The sweet, dark gravity of jetlag has subsided, so it’s time I put up a link to the rest of my pictures from France. They’re not all labeled at the moment, but proper titles are coming.

photo gridFor those who don’t recall, I joined a group of nine American screenwriters on a program organized by Film France to explore Paris and Marseilles. The trip was exhausting in just the right ways, with too many people to meet and too much to see. Over eight days, I rode in several vans, a helicopter, a high-speed train, a very slow-speed train, and far more boats than I would have imagined. I even took a Vélib bike for a spin around Paris.

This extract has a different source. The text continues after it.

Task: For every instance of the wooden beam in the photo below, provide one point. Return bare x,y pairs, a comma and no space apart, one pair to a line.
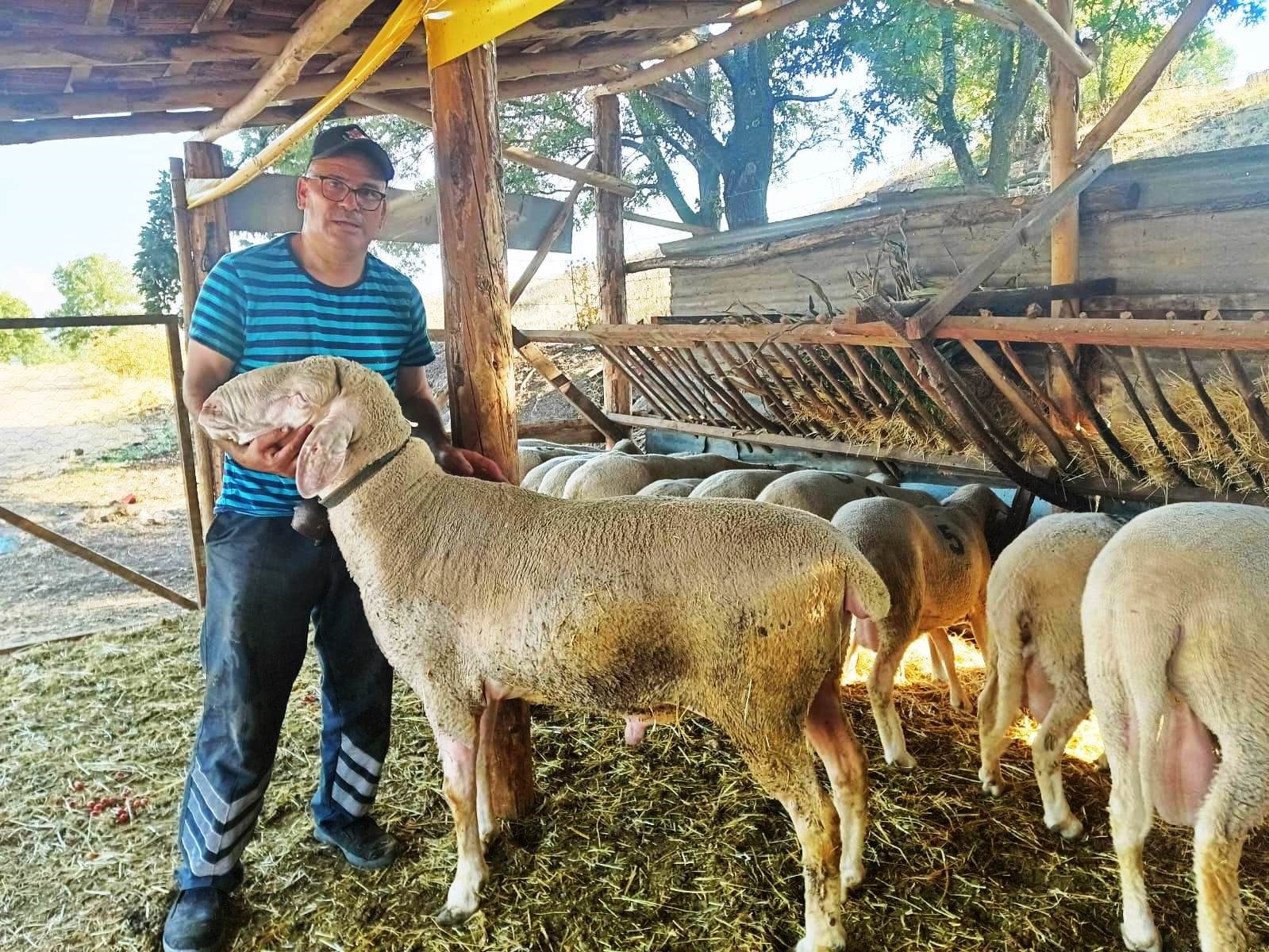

The purpose of the trip was to inspire American screenwriters to write more movies set in — and ideally, shot in — France. Going in, I thought of it like a location scout: a bunch of interesting backdrops, including things a tourist wouldn’t get to see. But as we got more into it, I found myself more drawn to people than places. I would ask a shipping yard exec about daycare, and an heiresses about divorce.

Of our group, I spoke the second-best French (or more precisely, eighth-worst), so I occasionally found myself shoved at the growing pool of journalists who accompanied us. And while my comprehension was surprisingly good, I found no quantum of eloquence when trying to answer questions in French. I sounded like a drunken third-grader. So I learned to nod thoughtfully, then plow ahead in English unabashed.

The trip was full of strange moments that I’d love to string together in a Sedaris-like monologue. The most meta-cinematic was when we found ourselves on a private island owned by the Ricard foundation. A tram tour took us past experimental lagoons, an old Nazi watchtower and the grave of founder Paul Ricard. It was already feeling a little Lost-ish when we got to the Institut, where we watched a self-produced film which could have come directly from the Dharma Initiative.

There was even a scale model of the island:

bubble island

Later, we had a lunch in which every course featured truffles. That was on the other Ricard island.

On our last day, we toured Marseilles’ port in a pilot’s boat, brushing up against giant tankers. It provided good reference for my latest obsession, African piracy. Somehow, I don’t think the Somalian film industry will be getting a program together for us to visit.